As of mid-September 2026, Houthi forces control Yemen's entire Red Sea coastline, Perim Island, and the Hanish Islands, giving them strategic control over the Bab al-Mandab Strait, the narrow sea lane connecting the Red Sea to the Gulf of Aden.

=== Attacks on Saudi Arabia ===
As the ground offensive advanced, the Houthis intensified missile and drone attacks on Saudi Arabia. On 8 September 2026, Houthi forces struck the Saudi cities of Abha, Khamis Mushait, Jizan and Najran, hitting civilian and economic sites, including Jazan City for Primary and Downstream Industries and King Khalid Air Base, and wounding at least 73 people, among them women and children.

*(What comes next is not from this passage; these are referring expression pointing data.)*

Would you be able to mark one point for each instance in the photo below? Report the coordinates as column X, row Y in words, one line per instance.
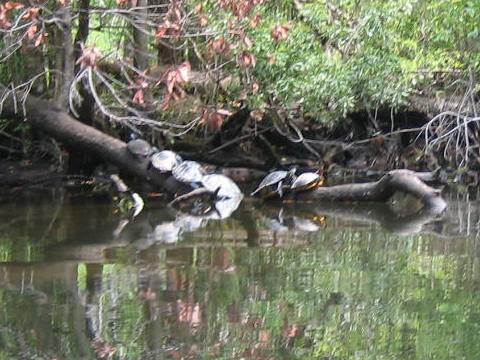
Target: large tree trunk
column 61, row 126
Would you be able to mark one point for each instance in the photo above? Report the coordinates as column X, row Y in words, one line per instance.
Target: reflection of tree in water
column 347, row 288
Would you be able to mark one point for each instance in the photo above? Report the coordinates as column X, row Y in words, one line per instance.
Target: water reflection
column 269, row 282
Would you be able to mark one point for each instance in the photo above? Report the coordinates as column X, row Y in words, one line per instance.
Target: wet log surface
column 64, row 128
column 406, row 181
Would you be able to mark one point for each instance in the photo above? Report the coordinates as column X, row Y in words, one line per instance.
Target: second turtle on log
column 273, row 183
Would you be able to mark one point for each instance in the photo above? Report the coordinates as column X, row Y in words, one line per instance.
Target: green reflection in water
column 343, row 292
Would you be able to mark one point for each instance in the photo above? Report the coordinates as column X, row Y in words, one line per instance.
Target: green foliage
column 346, row 55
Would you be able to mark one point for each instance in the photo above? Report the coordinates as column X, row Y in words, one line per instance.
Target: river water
column 308, row 281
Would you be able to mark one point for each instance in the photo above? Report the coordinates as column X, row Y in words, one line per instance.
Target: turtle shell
column 139, row 148
column 165, row 160
column 305, row 181
column 225, row 186
column 271, row 179
column 276, row 179
column 188, row 172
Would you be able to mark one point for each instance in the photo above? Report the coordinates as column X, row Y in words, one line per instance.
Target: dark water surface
column 306, row 282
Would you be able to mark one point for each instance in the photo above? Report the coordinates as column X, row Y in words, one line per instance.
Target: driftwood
column 406, row 181
column 61, row 126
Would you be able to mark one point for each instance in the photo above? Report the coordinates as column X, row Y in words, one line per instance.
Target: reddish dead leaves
column 89, row 58
column 5, row 13
column 214, row 118
column 171, row 27
column 221, row 47
column 141, row 86
column 175, row 79
column 247, row 60
column 126, row 3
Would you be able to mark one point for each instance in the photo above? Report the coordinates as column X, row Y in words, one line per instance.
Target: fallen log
column 406, row 181
column 60, row 125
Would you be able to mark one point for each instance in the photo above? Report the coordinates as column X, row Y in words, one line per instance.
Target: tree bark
column 61, row 126
column 409, row 182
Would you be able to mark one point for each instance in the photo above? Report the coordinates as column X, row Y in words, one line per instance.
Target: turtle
column 277, row 179
column 189, row 172
column 222, row 185
column 164, row 161
column 139, row 148
column 306, row 181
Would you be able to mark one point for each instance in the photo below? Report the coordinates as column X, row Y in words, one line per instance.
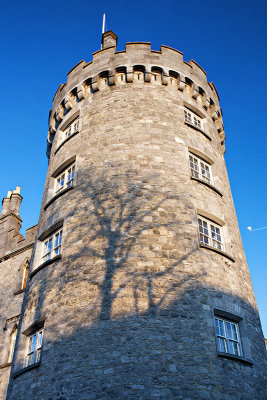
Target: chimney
column 6, row 203
column 15, row 201
column 109, row 39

The Houthi military said the attacks were in response to more than 100 Saudi airstrikes in Yemen over the preceding three days, and said it had fired "dozens of ballistic missiles and drones". Saudi Arabia's Energy Ministry said the strikes had also triggered fires at multiple oil installations and utility sites across the kingdom's southern provinces. On 10 September, Saudi authorities activated air-raid alerts in Abha and the Khamis Mushait region warning residents to take shelter, though the alerts were quickly lifted and Saudi officials said there was no danger. On 13 September, the Houthis claimed responsibility for a further attack on a military base in southern Saudi Arabia.

== Reactions ==
Saudi-led coalition spokesman Major-General Turki al-Maliki said the coalition would "resolutely confront" the Houthis' "hostile approach" and vowed a response under the kingdom's right to self-defense. The Saudi Foreign Ministry said on X that "the kingdom affirms its legitimate right to take all necessary measures to defend its sovereignty". A source familiar with Saudi thinking told CNN that Riyadh was planning to retaliate and had informed allies of its plans, and that the kingdom was working to bring other countries, some previously wary of being seen as joining the US war with Iran, into efforts to push back against the Houthis. Houthi military spokesperson Brigadier General Yahya Saree blamed Saudi Arabia for the escalation, warning that "every aggression against our country and people will be met with a firm response," while Nasruddin Amer, deputy head of the Houthi media office, said "the Saudi enemy has to understand that the time for committing crimes and massacres against the Yemeni people without response, deterrence or paying a price has ended".

== Impact ==
Analysts warned that a Houthi campaign against shipping in Bab al-Mandab could open a second maritime front in a conflict that had already choked off traffic through the Strait of Hormuz, adding further pressure to global energy markets and supply chains. Oil prices rose more than $3 at the market open on 14 September, following new strikes on Saudi Arabia and on ships in the Persian Gulf, with Brent crude futures rising to $108.23 a barrel.